Photo: Lionsgate/Everett Collection

Captain Spaulding isn’t the only Rob Zombie–created clown on this list, but he is the only one who’s named after a Groucho Marx character, and that has to count for something. It’s not just the name, either: Captain Spaulding, played by Sid Haig, balances Groucho’s entertainer instincts with his mean streak. In the first film in the Firefly trilogy, 2003’s House of 1000 Corpses, the depths of Spaulding’s depravity and his connection to the murderous Firefly clan aren’t fully clear. It’s in the far superior sequel, 2005’s The Devil’s Rejects, that we see how brutal and twisted he really is. Zombie completed the series with 3 From Hell in 2019, though Haig’s declining health kept Spaulding from being a main player.

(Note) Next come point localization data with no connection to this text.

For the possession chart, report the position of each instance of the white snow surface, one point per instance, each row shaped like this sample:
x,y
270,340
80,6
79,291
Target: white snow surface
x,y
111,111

The actor died that same year, but his harrowing performance as Captain Spaulding lives on in horror film (and killer clown) history.

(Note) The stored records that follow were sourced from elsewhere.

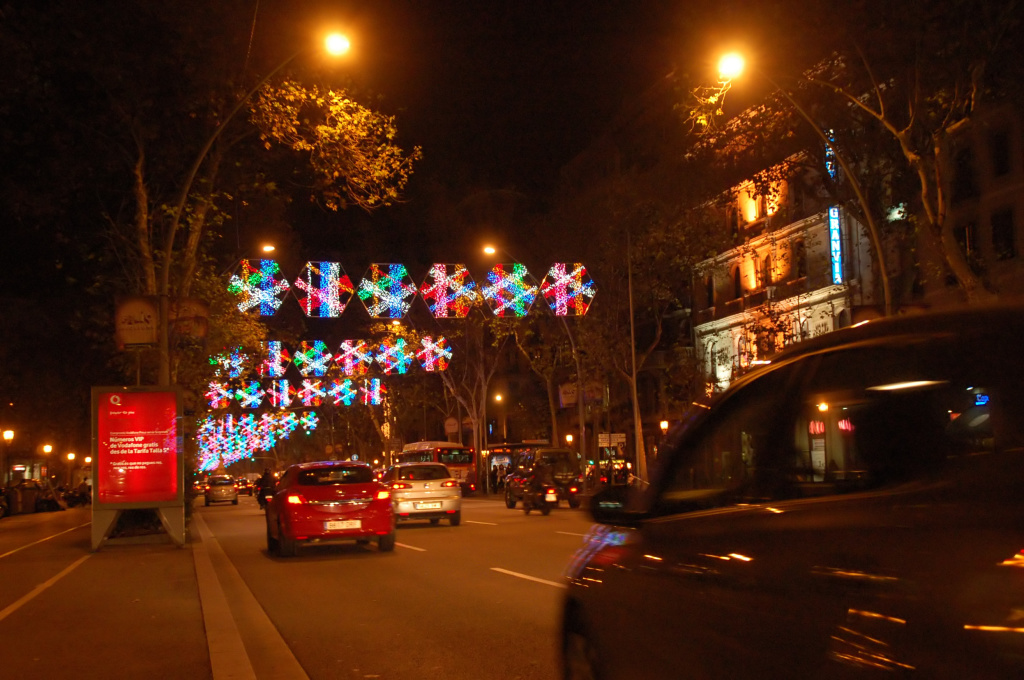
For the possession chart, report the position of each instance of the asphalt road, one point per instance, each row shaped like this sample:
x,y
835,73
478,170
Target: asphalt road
x,y
479,600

Photo: Warner Bros./Everett Collection

Of course Pennywise couldn’t be limited to just one entry on this list. Even if his true form is as a giant space spider, his clown form is the peak of evil clownery — without the massively influential Pennywise, several of the killer clowns who followed almost certainly would not exist. The 1990 TV miniseries adaptation of It may not have the R-rated violence of the later films, but Tim Curry’s take on Pennywise is the scarier version of the character. No CGI embellishments necessary: just garish white face paint, tufts of red hair, and an impossibly oversize forehead. The look makes this Pennywise seem like a real clown, one who could conceivably lure a small child to the sewer before tearing his arm off. He’s a nearly immortal embodiment of evil, and he looks like the kind of clown you’d see at the circus or a kids’ party. In the end, what could be scarier than that?